EDITORIAL: Ann Arbor’s 2014 Budget Priorities Must Shift To Provide Excellent Services

CITY COUNCIL MEMBERS are preparing themselves for the Battle of the Budget. There is a $450,000 “surplus,” over which Council members are expected to compete. This petty cash, as it were, distracts from the reality that Council members must be much more directed, pragmatic and assertive in not only allocating the $450,000, but also in overseeing the City Administrator’s proposed allocation of the $79+ million of the General Fund.

While local elected officials claim that city services are delivered just as well with the current 688 FTEs as with the 1,005 FTEs which were in place in 2001, the city’s 2013 National Citizen Survey results debunk such politically-motivated assertions. Fewer than 15 percent of residents rated as “excellent” services provided by the city including crime prevention, fire prevention, street repair, snow removal, garbage collection, storm drainage, street cleaning, street lighting,  traffic enforcement, land use/planning, code enforcement, economic development, animal control, public information services and emergency preparedness.

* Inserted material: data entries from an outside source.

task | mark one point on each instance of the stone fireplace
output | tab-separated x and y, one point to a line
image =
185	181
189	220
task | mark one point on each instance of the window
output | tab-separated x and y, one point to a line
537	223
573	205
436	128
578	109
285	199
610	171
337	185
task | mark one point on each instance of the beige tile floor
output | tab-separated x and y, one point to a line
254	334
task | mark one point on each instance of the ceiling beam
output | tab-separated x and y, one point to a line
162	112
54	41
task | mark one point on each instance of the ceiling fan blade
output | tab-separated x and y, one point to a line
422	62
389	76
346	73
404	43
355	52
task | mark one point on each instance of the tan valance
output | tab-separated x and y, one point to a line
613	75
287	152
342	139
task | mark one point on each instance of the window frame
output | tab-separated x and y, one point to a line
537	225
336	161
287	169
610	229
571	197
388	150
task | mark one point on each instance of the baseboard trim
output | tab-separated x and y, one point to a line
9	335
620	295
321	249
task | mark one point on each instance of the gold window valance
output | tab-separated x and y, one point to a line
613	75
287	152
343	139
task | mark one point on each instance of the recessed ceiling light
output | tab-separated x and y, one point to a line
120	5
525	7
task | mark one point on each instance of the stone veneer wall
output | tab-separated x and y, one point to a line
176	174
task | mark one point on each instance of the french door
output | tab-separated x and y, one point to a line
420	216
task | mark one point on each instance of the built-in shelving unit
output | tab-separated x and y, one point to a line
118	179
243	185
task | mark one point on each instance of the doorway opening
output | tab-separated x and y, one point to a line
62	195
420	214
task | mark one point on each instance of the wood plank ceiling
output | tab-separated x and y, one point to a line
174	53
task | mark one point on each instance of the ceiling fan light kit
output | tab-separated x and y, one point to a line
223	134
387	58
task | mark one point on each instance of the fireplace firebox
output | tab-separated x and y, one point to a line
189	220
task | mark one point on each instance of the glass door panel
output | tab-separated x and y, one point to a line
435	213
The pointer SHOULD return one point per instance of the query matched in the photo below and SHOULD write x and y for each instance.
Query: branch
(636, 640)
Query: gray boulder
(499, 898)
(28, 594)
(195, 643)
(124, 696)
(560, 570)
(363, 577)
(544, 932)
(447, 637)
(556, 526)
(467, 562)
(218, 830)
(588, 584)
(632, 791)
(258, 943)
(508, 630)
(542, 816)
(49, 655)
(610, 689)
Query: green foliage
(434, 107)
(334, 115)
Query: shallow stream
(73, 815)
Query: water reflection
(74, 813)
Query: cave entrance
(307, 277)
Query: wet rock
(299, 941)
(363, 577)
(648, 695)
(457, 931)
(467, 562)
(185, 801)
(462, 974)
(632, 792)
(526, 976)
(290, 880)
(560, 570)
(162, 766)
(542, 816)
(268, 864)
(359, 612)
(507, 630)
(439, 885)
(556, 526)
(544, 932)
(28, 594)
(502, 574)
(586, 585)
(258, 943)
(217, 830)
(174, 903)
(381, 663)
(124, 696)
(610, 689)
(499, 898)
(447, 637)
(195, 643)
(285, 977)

Providing consistently excellent services should guide Council members in their efforts to shape the 2013 budget delivered to them by the City Administrator. The time has come to sacrifice some of the sacred cows, as it were.

While the city’s IT Department was allocated $6.184 million in 2012, the most recent audit singled out IT for a variety of sloppy practices, including having no policy concerning data retention, and digital backups that were not tested. In 2012, the AAFD was assessed more by the IT Fund than was budgeted to maintain the city’s fire trucks. At the same time, part-time City Council members cobble together digital communications strategies and outreach to constituents which are ineffective, and respond to Freedom of Information Act requests without IT involvement.

At $9.8 million, the Fleet Services Fund is full of pork spending. A complete list of city-owned vehicles reveals that between 2010 and 2013 city officials purchased more than 140 new vehicles, including 9 new snow plow trucks each costing $137,088. The City of Ann Arbor has 688 full-time employees and owns 315 vehicles. The AAPD and the AAFD need their equipment (the AAFD makes do with an aging fleet). However, do Ann Arbor taxpayers need to spend $200,000 each for half a dozen recycling trucks for Recycle Ann Arbor to use, pay to maintain and gas up the trucks for RAA, as well?

Christmas tree pick-up was cut in 2009 to save $34,000. It was revealed in last week’s issue of this newspaper that staff spending on four-star lodging, resorts, travel and meals out has risen 30 percent in a single year, or $34,000. Scale back take-out pizza, stays at the Palms Casino in Las Vegas and $500 meals at local restaurants for city employees, and the money to restore Christmas tree collection is there.

Our point is this: for several years, Ann Arbor’s former City Administrator misled the public by telling them that property tax revenues were down when they were not. This non-existent decrease in overall revenue was used as a pretext by Roger Fraser to push Council to pass budgets that included service cuts (police, fire fighters, leaf collection, park maintenance), as well as large increases in fees (facility use fees, water, sewer, and solid waste fees). This has taken a heavy toll on the quality of services.

The 2013 National Citizen Survey results should guide Council members in their efforts to shape a 2014 budget that allocates more resources toward providing excellent citizen services.